A proliferação de insetos, provocada pelo aquecimento global, resultará em danos significativos para as colheitas de arroz, trigo e milho. Foto Stophungertogether,
A proliferação de insetos, provocada pelo aquecimento global, resultará em danos significativos para as colheitas de arroz, trigo e milho. Foto Stophungertogether,
A proliferação de insetos, provocada pelo aquecimento global, resultará em danos significativos para as colheitas de arroz, trigo e milho. Foto Stophungertogether,

O mundo continua jogando comida no lixo, e uma nova projeção mostra que a tendência não dá sinais de arrefecer, apesar dos esforços em curso para reverter o quadro. Ao mesmo tempo, a mudança do clima tem seu importante papel: aumenta pelo terceiro ano consecutivo o número de pessoas que passam fome no planeta e a quantidade de insetos, que proliferam com o calor, e dão a sua cota de colaboração comendo o que encontram pela frente.

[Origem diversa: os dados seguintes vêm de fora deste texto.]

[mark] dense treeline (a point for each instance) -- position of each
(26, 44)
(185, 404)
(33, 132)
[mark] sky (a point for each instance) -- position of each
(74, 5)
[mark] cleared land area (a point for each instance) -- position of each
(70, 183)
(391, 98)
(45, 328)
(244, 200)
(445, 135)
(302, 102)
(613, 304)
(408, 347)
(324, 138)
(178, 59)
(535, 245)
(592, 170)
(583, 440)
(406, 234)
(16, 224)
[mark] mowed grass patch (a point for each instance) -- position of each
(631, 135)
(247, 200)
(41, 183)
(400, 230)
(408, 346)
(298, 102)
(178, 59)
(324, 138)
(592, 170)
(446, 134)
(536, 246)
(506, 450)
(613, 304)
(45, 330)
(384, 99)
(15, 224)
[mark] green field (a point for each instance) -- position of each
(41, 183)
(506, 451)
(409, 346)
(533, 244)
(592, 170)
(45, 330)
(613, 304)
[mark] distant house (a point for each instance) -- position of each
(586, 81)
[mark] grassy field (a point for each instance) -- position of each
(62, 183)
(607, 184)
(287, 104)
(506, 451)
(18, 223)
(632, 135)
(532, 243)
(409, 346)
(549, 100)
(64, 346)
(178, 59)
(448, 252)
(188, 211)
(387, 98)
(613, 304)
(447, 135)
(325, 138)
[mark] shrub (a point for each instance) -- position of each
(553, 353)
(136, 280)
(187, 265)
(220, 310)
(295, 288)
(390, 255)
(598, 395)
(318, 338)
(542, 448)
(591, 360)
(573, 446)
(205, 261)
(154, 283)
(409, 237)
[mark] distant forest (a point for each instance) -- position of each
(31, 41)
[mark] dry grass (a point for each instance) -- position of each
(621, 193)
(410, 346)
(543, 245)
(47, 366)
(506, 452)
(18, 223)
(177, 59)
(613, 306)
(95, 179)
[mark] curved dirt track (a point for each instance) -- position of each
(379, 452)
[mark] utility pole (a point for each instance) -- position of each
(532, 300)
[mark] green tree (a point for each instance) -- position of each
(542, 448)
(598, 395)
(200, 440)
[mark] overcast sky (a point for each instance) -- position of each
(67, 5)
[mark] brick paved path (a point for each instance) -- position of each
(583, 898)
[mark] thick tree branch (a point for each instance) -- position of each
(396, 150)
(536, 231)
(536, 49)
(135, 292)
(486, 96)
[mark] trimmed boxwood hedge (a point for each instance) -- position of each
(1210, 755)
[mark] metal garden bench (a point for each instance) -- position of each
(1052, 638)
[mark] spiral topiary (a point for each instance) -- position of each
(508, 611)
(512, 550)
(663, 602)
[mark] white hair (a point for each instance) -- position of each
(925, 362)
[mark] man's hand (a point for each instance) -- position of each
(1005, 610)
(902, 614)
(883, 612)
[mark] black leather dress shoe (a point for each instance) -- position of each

Atualmente, desperdiçamos 1.6 bilhão de toneladas de alimentos por ano, com um valor estimado de U$ 1.2 trilhão. Um novo estudo, do Boston Consulting Group (BCG),  mostra que o desperdício pode subir em 30% até 2030, com o descarte de 2 bilhões de toneladas, ou U$ 1.5 trilhão. Os culpados? O aumento da população mundial e a mudança de hábitos alimentares nos países em desenvolvimento, além da manutenção de práticas predatórias nos países ricos.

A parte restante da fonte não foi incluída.